President, Women in Nuclear (WiN)
Why is this the nuclear industry so important?
The landscape in the nuclear industry is rapidly changing and presents unique opportunities for women. When we look at the effects of climate change, we need to look at solutions. Nuclear power presents a safe, carbon-free, reliable and affordable solution. Nuclear is helping Ontario and Canada reach our GHG targets. Canada is a long-time leader in nuclear energy research and development, dating back to the 1940’s. The employment possibilities in nuclear are endless, with the nuclear industry in Canada employing more than 76,000 people and contributing more than $17 billion to the GDP in the Canadian economy.
In addition, the Canadian nuclear industry makes a major contribution to our economy and society over and above the amazing benefits of clean energy. The industry in Canada is unique because it covers the full fuel cycle, uranium mining, power generation, nuclear research, industrial and medical applications and nuclear waste storage and disposal. Canada also hosts most of its own supply chain partners.
The nuclear industry in Canada is also making progress on deploying Small Modular Reactors, which is yet another way nuclear can provide Canada with clean, reliable energy. SMRs are a way for the nuclear industry to complement renewables, to meet the growing demand, while supporting climate change and environmental objectives. SMRs can be effective in helping meet Canada’s energy demands specifically in the heavy industry and mining sector, to reduce the use of diesel fuels. SMRs present a sound source of low-carbon energy.
Canada is also a world leader in isotope production, providing more than 60% of the world’s isotopes. And on top of all of that, the nuclear sector in Canada consistently finds ways to innovate and bring new technology into the industry.
What types of opportunities are available in nuclear right now?
The nuclear industry has unlimited possibilities for women. Here in Canada we are committed to the Equal by 30 campaign, an initiative aimed at equal pay, equal leadership and equal opportunities for women. There are more than 100 signatories to the campaign around the world, including representation from all G7 countries. Almost 90% of the jobs in the nuclear industry are highly skilled; either professional level or skilled technical jobs.
We’re busy with the refurbishment activities at OPG’s Darlington Nuclear and Bruce Power starting the Major Component Replacement, more than 20, 000 jobs will be available during the full life extension activities. We have lots of women working in skilled trades, in our control rooms, as engineers, in nuclear security, the list goes on. And we want more women in our workforce.

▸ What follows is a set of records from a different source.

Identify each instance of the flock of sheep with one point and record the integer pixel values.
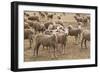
(42, 29)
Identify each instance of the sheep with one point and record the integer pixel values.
(34, 18)
(61, 37)
(47, 24)
(59, 22)
(85, 38)
(76, 32)
(45, 40)
(29, 34)
(26, 14)
(38, 27)
(26, 26)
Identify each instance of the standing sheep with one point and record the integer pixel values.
(45, 40)
(85, 38)
(76, 32)
(28, 34)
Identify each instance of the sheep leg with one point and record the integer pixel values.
(36, 49)
(63, 49)
(85, 44)
(76, 37)
(31, 43)
(82, 43)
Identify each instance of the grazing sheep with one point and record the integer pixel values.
(47, 24)
(84, 20)
(50, 16)
(76, 32)
(85, 38)
(34, 18)
(45, 40)
(29, 34)
(61, 40)
(59, 22)
(26, 14)
(38, 27)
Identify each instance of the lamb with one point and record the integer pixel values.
(76, 32)
(45, 40)
(29, 34)
(85, 38)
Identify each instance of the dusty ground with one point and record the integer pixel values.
(72, 50)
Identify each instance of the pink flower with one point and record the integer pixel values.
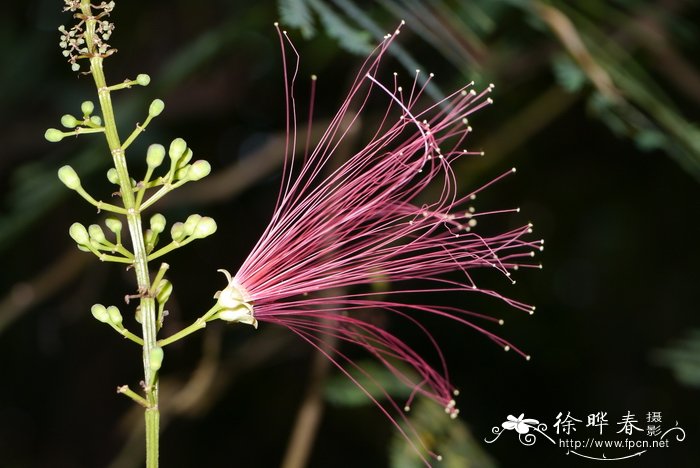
(366, 221)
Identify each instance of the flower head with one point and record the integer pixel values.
(340, 227)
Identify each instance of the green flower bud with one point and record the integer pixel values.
(115, 317)
(112, 176)
(155, 155)
(177, 148)
(100, 313)
(156, 108)
(79, 234)
(69, 121)
(183, 173)
(186, 157)
(113, 224)
(69, 178)
(165, 289)
(143, 79)
(177, 232)
(156, 358)
(53, 135)
(158, 223)
(96, 233)
(191, 223)
(87, 107)
(205, 227)
(199, 170)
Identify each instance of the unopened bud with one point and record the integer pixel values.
(112, 176)
(143, 79)
(79, 234)
(87, 107)
(69, 121)
(115, 316)
(177, 148)
(100, 313)
(186, 157)
(165, 289)
(158, 223)
(96, 233)
(199, 170)
(53, 135)
(156, 358)
(156, 108)
(177, 232)
(68, 176)
(113, 224)
(191, 223)
(182, 173)
(205, 227)
(155, 155)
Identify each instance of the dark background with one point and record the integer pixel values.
(619, 216)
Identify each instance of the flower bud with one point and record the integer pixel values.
(177, 232)
(69, 121)
(199, 170)
(158, 223)
(191, 223)
(115, 317)
(205, 227)
(100, 313)
(68, 176)
(113, 224)
(87, 107)
(186, 157)
(183, 173)
(156, 108)
(156, 358)
(96, 233)
(165, 289)
(143, 79)
(53, 135)
(79, 234)
(177, 148)
(155, 155)
(112, 176)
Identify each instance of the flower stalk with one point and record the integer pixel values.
(133, 218)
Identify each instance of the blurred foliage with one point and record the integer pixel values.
(376, 380)
(608, 44)
(592, 97)
(683, 358)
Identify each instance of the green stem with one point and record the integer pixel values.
(198, 324)
(133, 216)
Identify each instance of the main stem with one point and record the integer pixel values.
(133, 217)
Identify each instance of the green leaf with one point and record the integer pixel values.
(296, 14)
(349, 38)
(568, 74)
(377, 380)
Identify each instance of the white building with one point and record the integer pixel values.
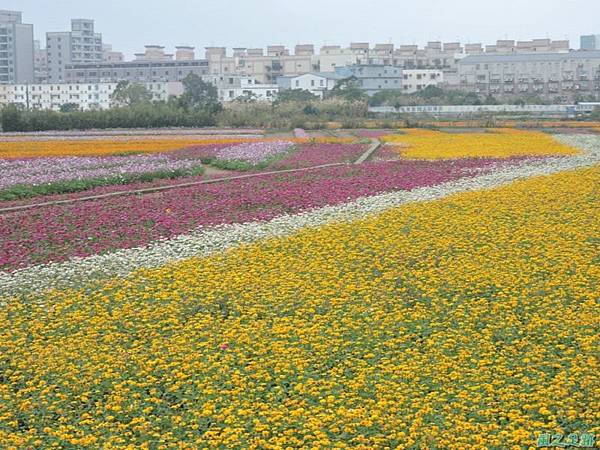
(316, 83)
(81, 45)
(415, 80)
(16, 49)
(89, 96)
(232, 87)
(85, 96)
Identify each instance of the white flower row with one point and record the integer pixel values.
(78, 272)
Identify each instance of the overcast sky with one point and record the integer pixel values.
(130, 24)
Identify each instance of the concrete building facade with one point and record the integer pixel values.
(590, 42)
(87, 96)
(317, 83)
(373, 78)
(415, 80)
(94, 96)
(40, 63)
(135, 71)
(548, 75)
(81, 45)
(111, 56)
(16, 49)
(264, 67)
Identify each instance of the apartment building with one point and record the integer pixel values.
(233, 87)
(40, 63)
(549, 75)
(590, 42)
(264, 67)
(317, 83)
(153, 65)
(93, 96)
(86, 96)
(415, 80)
(16, 49)
(81, 45)
(111, 56)
(373, 78)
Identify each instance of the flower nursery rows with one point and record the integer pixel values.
(468, 322)
(55, 233)
(32, 177)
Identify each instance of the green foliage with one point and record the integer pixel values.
(295, 95)
(69, 186)
(12, 118)
(288, 115)
(433, 95)
(199, 94)
(349, 90)
(69, 107)
(129, 94)
(148, 115)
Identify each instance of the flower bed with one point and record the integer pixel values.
(38, 171)
(253, 153)
(454, 324)
(499, 143)
(308, 155)
(56, 233)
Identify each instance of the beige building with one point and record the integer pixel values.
(86, 96)
(415, 80)
(548, 75)
(264, 67)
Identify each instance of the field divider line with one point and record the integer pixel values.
(165, 188)
(375, 144)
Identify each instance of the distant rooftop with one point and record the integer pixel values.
(526, 57)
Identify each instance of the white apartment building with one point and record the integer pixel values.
(16, 49)
(415, 80)
(265, 68)
(81, 45)
(232, 87)
(548, 75)
(90, 96)
(316, 83)
(86, 96)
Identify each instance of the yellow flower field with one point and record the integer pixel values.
(30, 149)
(465, 323)
(498, 143)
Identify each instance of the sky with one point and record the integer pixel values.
(130, 24)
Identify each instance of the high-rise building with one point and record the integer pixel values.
(109, 55)
(16, 49)
(81, 45)
(40, 63)
(590, 42)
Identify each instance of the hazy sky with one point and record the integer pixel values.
(129, 24)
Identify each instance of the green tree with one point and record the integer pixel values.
(130, 94)
(12, 118)
(295, 95)
(348, 89)
(431, 92)
(198, 94)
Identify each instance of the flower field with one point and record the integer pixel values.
(417, 303)
(77, 147)
(499, 143)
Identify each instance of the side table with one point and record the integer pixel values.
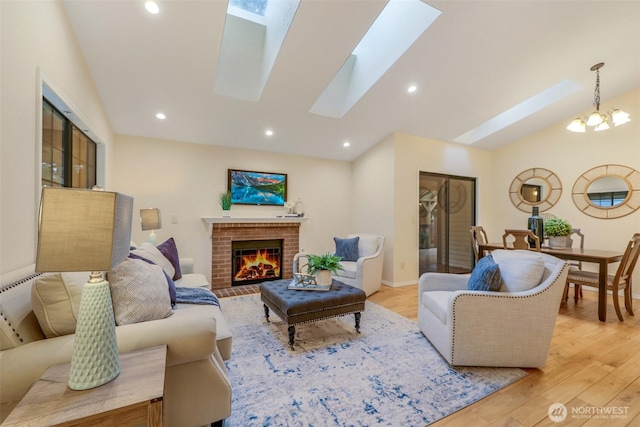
(134, 396)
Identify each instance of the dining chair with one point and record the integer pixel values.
(478, 237)
(520, 239)
(575, 265)
(620, 281)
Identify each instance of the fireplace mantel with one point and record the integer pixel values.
(224, 231)
(250, 220)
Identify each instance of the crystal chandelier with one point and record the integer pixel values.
(596, 119)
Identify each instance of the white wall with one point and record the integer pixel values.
(373, 201)
(36, 40)
(569, 155)
(184, 181)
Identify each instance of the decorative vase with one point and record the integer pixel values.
(560, 242)
(298, 209)
(323, 277)
(535, 223)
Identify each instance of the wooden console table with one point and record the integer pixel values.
(134, 396)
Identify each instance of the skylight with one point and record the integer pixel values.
(251, 43)
(524, 109)
(258, 7)
(397, 27)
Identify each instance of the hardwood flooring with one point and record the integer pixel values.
(592, 367)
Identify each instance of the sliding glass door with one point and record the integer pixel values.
(447, 210)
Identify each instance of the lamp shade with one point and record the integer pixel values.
(150, 219)
(83, 230)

There’s a place for everyone in this industry, which is what makes it a great opportunity for women.
How does WiN empower women in energy?
WiN offers a number of programs and initiatives available to help women succeed in the industry, with more new programs becoming available for our members in the near future. We host a number of professional development workshops to help members attain their career aspirations. We also offer a number of technical and experience exchange opportunities through technical tours and networking events.
In 2018, Lisa McBride, President of WiN Canada, established WiN Global’s first mentoring program. This was a joint partnership initiative with the International Youth Nuclear Congress and was rolled out at the WiN Global Conference in Barilaroche, Argentina. This pilot was incredibly successful and has been adopted into the WiN Global Conference program on an annual basis.
WiN Canada will be bringing this program to its 2020 WiN Global Conference, which is being hosted by WiN Canada in Niagara Falls from October 4–8, 2020. This will be the introduction of this program in Canada, where it is expected to become a core program within the WiN Canada framework.